This charter governs the operations of the Safety Committee (the "Committee") of the Board of Directors (the "Board") of Wheeling-Pittsburgh Corporation (the "Company"). The Committee shall review the adequacy of this charter at least annually and recommend any proposed changes to the Board for its approval, although the Board shall have sole authority to amend this charter. The Company shall make this charter available on its website at www.wpsc.com.
The Committee shall assist the Board in promoting the safety of the Company's employees and assuring the Company's compliance with applicable safety laws and regulations.
The Committee shall be composed of at least three directors appointed by the Board, upon the recommendation of the Nominating and Corporate Governance Committee of the Board. The chairman of the Committee shall be appointed by the Board. Committee members shall serve until their successors are duly appointed and qualified or until their earlier removal by the Board at any time.
The Committee may form and delegate any of its responsibility to subcommittees as it deems necessary or appropriate in its sole discretion.
Meetings and Consultants
The Committee shall meet as often as it shall determine, but not less frequently than quarterly. The Committee shall have the authority to select, retain and terminate such consultants, outside counsel and other advisors ("Consultants") as it deems necessary or appropriate in its sole discretion. The Committee may invite such Consultants to attend meetings of the Committee or to meet with any members of the Committee. The Committee shall have the sole authority to approve the fees and retention terms relating to such Consultants, which fees shall be borne by the Company.
The Committee shall have the authority to take such actions as are set forth below:
· To develop and recommend to the Board for its approval such safety guidelines, policies and procedures as the Committee deems necessary or appropriate. The Committee shall review such guidelines, policies and procedures, if any, as often as it deems necessary or appropriate and recommend changes thereto as necessary or appropriate.

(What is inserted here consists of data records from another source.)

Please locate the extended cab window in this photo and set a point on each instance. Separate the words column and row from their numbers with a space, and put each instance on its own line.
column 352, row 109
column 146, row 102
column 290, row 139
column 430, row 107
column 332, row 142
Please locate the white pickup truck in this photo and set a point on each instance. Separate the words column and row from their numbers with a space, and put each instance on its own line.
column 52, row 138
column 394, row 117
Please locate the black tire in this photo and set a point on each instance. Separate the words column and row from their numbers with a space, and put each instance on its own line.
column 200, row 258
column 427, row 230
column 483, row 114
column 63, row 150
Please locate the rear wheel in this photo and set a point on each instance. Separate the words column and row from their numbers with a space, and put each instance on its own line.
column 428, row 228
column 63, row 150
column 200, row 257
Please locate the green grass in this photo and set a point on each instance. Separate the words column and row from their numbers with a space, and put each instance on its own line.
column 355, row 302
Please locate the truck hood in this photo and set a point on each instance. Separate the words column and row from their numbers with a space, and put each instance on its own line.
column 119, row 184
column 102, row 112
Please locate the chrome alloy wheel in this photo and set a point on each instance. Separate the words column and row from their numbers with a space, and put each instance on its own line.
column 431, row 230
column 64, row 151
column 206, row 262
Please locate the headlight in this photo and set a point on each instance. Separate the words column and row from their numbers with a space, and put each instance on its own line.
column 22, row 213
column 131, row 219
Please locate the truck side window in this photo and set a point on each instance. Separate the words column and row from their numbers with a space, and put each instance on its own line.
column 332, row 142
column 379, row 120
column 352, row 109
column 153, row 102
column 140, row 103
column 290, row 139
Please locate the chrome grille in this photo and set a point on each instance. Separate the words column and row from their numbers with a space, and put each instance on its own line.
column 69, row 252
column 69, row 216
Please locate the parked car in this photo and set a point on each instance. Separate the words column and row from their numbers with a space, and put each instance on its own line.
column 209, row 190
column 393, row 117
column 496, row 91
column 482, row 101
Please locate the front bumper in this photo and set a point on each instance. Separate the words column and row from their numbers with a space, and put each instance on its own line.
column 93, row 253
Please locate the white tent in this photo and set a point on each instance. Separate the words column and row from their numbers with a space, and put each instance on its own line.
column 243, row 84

· To oversee the implementation of any safety guidelines, policies and procedures developed by the Committee and approved by the Board.
· To review as often as it deems necessary or appropriate the Company's compliance with applicable laws, regulations and reporting requirements regarding employee safety, and to make recommendations to the Board, as necessary, regarding such compliance.
· To review as often as it deems necessary or appropriate the Company's safety performance and to advise the Board regarding such performance.
· To provide general advice to the Board on safety matters.
· To report regularly to the Board on the Committee's activities.
· To perform any other activities consistent with this charter, the Company's certificate of incorporation and by-laws and applicable law, as the Committee or the Board deems appropriate.